McCarthy appears to have had no idea how he was coming across on television. They hadn’t invented media consultants yet, I guess. After Joseph N. Welch’s famous “Have you left no sense of decency?” comment, and the audience in the gallery broke into applause, a stunned McCarthy turned to Roy Cohn and stammered, “What happened?”

The past few days we’ve seen a lot of unfiltered and unedited wingnutism. Between the Senate Republicans, the Stanford-Ensign-whoever else got caught recently debacles, and the right-wing freak shows known as “tea parties,” I think most of the country is ready to scream, “Have you no sense of decency, sir, at long last? Have you left no sense of decency?”

The White House Department of Law and Other Palinisms

I wasn’t going to write about Sarah Palin again today. Really, I wasn’t. I was all set to slog into something informative and useful about health care.

Well, maybe later. This is too juicy. ABC News has an absolutely hysterical interview with Palin the Petulant. For example,

Palin conceded many people are still confused about why she made the decision to leave office.
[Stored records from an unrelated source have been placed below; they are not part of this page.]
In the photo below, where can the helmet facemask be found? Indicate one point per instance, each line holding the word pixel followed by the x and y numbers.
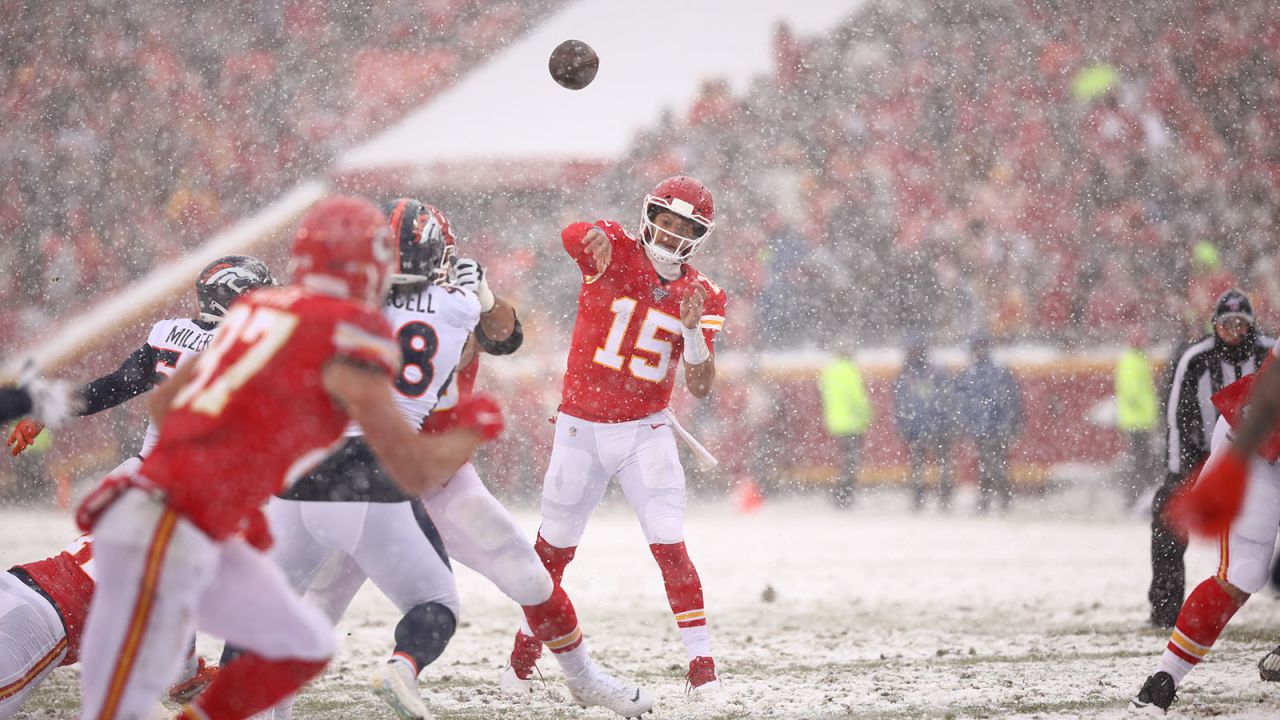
pixel 686 245
pixel 428 254
pixel 224 281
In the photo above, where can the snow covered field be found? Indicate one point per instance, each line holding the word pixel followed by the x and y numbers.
pixel 874 613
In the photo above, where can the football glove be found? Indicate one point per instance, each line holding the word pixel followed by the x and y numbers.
pixel 51 401
pixel 23 434
pixel 480 413
pixel 1206 505
pixel 470 274
pixel 256 531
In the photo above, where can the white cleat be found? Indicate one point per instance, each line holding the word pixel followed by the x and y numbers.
pixel 397 686
pixel 594 687
pixel 512 684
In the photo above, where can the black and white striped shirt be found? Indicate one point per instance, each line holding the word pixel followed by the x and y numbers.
pixel 1205 368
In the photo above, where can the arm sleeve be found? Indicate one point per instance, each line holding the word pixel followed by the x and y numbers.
pixel 1188 431
pixel 365 340
pixel 14 402
pixel 504 346
pixel 572 240
pixel 136 376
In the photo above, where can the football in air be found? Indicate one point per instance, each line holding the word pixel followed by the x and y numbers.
pixel 574 64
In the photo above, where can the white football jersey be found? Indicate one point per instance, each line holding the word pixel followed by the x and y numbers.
pixel 432 328
pixel 176 342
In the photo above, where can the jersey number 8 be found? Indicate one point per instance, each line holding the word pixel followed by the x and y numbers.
pixel 419 345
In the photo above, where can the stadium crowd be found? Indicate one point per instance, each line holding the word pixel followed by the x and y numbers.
pixel 136 130
pixel 1038 169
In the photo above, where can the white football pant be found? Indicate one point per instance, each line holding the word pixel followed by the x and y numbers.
pixel 160 579
pixel 385 542
pixel 32 642
pixel 1244 555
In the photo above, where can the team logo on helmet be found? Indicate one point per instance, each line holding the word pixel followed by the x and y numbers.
pixel 423 241
pixel 223 281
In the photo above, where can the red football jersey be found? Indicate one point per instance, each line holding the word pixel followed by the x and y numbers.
pixel 68 579
pixel 1233 400
pixel 464 383
pixel 256 415
pixel 627 337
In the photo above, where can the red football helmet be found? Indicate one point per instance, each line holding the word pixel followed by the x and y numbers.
pixel 688 199
pixel 425 247
pixel 342 249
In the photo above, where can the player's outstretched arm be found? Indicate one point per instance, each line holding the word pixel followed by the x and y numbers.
pixel 137 374
pixel 699 361
pixel 132 378
pixel 498 331
pixel 1264 411
pixel 417 464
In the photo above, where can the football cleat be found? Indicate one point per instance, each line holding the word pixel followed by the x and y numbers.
pixel 702 679
pixel 511 683
pixel 184 691
pixel 397 686
pixel 593 687
pixel 1269 668
pixel 1156 695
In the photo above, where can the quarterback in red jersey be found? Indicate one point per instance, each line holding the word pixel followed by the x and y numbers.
pixel 641 308
pixel 263 405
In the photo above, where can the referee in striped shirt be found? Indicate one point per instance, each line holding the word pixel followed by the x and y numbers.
pixel 1233 350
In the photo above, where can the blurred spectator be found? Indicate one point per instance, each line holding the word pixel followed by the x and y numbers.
pixel 1137 414
pixel 990 410
pixel 923 411
pixel 846 414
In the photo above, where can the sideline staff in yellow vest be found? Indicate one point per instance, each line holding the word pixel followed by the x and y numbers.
pixel 1137 414
pixel 848 414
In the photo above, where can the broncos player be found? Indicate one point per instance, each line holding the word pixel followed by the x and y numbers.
pixel 46 601
pixel 434 322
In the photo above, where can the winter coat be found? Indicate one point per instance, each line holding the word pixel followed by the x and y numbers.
pixel 923 404
pixel 988 401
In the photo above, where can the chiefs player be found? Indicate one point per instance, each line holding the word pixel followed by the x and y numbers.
pixel 170 343
pixel 264 404
pixel 348 511
pixel 60 587
pixel 42 609
pixel 641 308
pixel 476 529
pixel 1237 500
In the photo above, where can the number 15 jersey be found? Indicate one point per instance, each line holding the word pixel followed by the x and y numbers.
pixel 256 413
pixel 627 337
pixel 432 327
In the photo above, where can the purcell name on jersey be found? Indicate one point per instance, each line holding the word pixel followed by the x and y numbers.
pixel 627 336
pixel 177 342
pixel 432 328
pixel 222 449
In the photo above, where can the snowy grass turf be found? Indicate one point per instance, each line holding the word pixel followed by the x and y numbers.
pixel 876 613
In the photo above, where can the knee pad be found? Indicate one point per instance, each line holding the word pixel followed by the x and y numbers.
pixel 1248 564
pixel 561 525
pixel 663 518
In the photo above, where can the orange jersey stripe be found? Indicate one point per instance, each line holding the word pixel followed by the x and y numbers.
pixel 50 657
pixel 1224 554
pixel 141 613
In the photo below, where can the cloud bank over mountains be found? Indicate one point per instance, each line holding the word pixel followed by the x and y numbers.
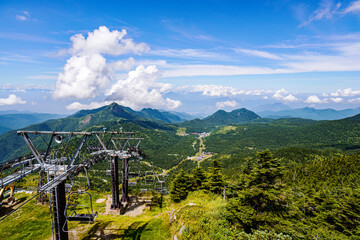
pixel 88 74
pixel 100 70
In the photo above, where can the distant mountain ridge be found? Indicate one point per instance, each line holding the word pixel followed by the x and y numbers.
pixel 221 118
pixel 118 111
pixel 311 113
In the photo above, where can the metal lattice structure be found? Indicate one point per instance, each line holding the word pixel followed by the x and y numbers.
pixel 60 156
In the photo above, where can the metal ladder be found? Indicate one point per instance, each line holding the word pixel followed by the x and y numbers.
pixel 55 225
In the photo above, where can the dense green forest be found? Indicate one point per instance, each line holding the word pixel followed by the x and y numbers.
pixel 265 179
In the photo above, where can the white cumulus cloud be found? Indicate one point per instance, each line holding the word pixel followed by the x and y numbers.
pixel 221 91
pixel 282 95
pixel 313 99
pixel 104 41
pixel 348 92
pixel 228 103
pixel 140 90
pixel 336 100
pixel 87 73
pixel 258 53
pixel 11 100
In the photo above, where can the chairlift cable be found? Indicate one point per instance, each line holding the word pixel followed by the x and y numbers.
pixel 18 207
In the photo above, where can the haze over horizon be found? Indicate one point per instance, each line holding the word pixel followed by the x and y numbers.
pixel 188 56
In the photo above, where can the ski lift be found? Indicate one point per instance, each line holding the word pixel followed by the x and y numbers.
pixel 89 216
pixel 134 169
pixel 160 184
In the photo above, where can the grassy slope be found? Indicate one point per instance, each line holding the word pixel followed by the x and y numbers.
pixel 33 221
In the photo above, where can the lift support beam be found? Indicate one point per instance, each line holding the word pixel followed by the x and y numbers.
pixel 115 181
pixel 125 184
pixel 58 208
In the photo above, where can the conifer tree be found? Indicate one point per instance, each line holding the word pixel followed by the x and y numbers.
pixel 200 178
pixel 180 187
pixel 262 199
pixel 216 182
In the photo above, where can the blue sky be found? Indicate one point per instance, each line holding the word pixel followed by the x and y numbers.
pixel 189 56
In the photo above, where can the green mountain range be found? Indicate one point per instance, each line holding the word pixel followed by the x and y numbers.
pixel 310 113
pixel 220 118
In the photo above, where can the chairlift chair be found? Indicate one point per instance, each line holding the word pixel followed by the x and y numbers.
pixel 90 216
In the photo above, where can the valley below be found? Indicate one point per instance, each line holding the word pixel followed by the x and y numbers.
pixel 231 175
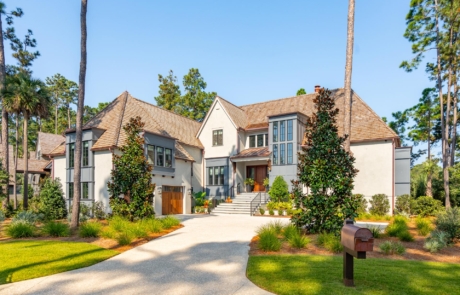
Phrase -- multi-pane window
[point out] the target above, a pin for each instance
(168, 158)
(85, 191)
(216, 175)
(289, 130)
(282, 153)
(217, 137)
(85, 153)
(71, 155)
(252, 141)
(289, 146)
(275, 154)
(282, 130)
(160, 156)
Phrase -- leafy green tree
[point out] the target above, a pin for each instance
(279, 191)
(131, 176)
(327, 171)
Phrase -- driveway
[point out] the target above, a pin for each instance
(207, 256)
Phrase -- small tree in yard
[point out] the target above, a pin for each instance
(326, 169)
(131, 185)
(279, 191)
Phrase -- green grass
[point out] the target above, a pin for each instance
(295, 274)
(22, 260)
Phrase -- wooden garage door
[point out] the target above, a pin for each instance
(172, 200)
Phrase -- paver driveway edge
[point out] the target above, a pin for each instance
(207, 256)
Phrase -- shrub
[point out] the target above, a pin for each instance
(449, 222)
(390, 248)
(403, 205)
(423, 226)
(20, 229)
(380, 205)
(427, 206)
(279, 191)
(51, 201)
(56, 229)
(90, 229)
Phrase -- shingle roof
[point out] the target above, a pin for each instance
(48, 142)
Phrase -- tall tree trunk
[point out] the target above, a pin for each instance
(348, 70)
(26, 163)
(80, 106)
(16, 154)
(4, 137)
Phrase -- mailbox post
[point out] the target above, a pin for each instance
(356, 241)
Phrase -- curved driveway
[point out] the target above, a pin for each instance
(207, 256)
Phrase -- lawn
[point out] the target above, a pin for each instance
(296, 274)
(22, 260)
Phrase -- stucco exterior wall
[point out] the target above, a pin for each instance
(374, 160)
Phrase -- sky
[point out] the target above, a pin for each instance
(247, 51)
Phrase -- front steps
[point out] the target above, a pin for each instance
(241, 204)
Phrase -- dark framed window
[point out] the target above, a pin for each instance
(282, 130)
(217, 137)
(71, 155)
(289, 146)
(252, 141)
(151, 154)
(160, 156)
(85, 153)
(260, 140)
(168, 158)
(85, 191)
(282, 153)
(70, 196)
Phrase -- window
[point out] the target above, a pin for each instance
(216, 175)
(282, 153)
(71, 155)
(260, 140)
(151, 154)
(289, 130)
(217, 137)
(282, 130)
(70, 196)
(168, 158)
(85, 191)
(85, 153)
(160, 156)
(252, 141)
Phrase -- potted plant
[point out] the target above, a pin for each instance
(249, 182)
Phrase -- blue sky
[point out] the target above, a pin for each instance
(247, 51)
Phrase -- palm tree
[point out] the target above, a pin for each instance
(348, 68)
(80, 110)
(29, 97)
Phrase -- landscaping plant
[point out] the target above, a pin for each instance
(380, 205)
(131, 176)
(327, 170)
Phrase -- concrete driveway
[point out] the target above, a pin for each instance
(207, 256)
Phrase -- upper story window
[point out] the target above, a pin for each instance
(275, 131)
(290, 122)
(217, 137)
(85, 153)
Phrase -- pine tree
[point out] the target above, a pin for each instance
(326, 169)
(131, 176)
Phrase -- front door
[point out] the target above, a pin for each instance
(258, 173)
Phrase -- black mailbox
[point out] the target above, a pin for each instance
(356, 241)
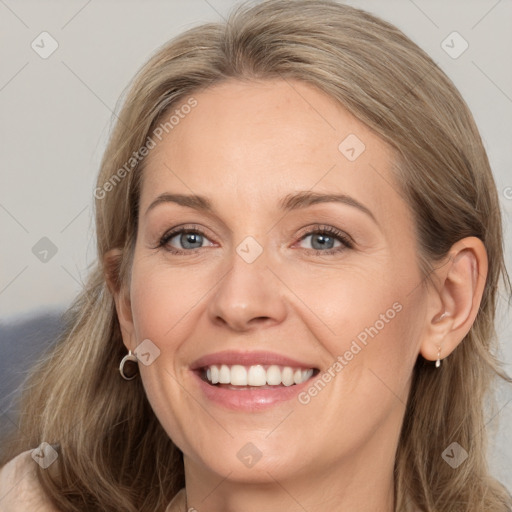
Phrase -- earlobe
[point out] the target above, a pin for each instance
(456, 301)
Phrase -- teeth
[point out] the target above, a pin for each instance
(256, 375)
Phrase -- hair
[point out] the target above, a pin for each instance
(114, 454)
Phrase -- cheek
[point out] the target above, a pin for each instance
(366, 319)
(163, 299)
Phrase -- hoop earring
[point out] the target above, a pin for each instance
(128, 358)
(438, 362)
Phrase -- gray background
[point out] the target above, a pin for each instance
(56, 114)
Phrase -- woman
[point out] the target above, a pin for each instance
(299, 249)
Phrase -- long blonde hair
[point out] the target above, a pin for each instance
(114, 454)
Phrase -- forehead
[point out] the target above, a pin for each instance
(248, 144)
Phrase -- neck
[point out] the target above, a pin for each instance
(361, 482)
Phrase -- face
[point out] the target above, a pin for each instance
(296, 264)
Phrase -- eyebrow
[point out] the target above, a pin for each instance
(290, 202)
“You know why they’re confused? I guess they cannot take something nowadays at face value,” Palin said.

If we take her at face value, she’s a quitter and a ditz. As I’ve said elsewhere, the speculations on the reasons she left office assume she has a reason, which gives her some credit.

Or maybe the reason is this:

But she said a major factor in the decision was the mounting legal bills she and the state have had to incur to fight ethics charges from her political adversaries. None of the accusations has been proven but, she said, the costs of fighting them have been enormous.

I’m sure Bill Clinton commiserates. But this is the best part:

But as for whether another pursuit of national office, as she did less than a year ago when she joined Sen. John McCain, R-Ariz., in the race for the White House, would result in the same political blood sport, Palin said there is a difference between the White House and what she has experienced in Alaska. If she were in the White House, she said, the “department of law” would protect her from baseless ethical allegations.

“I think on a national level, your department of law there in the White House would look at some of the things that we’ve been charged with and automatically throw them out,” she said.

There is no “Department of Law” at the White House.

Priceless. Of course, the only reason we don’t recognize Gov. Palin’s sparkling intellect and critical thinking skills is that we’re against feminism.

Update: Jonathan Turley is amused.

Sarah Palin Is AWESOME!

Something is awesome, anyway. I don’t know which is more awesome; Palin or her True Believers. Truly, there’s a lot of awesomeness there to spread around.

That, and it’s a slow news day.

Let us think of more awesome things. The sinking of the Titanic must have been awesome, for example. Pickett’s Charge. The 1883 eruption of Krakatoa. Great white sharks. Awesome.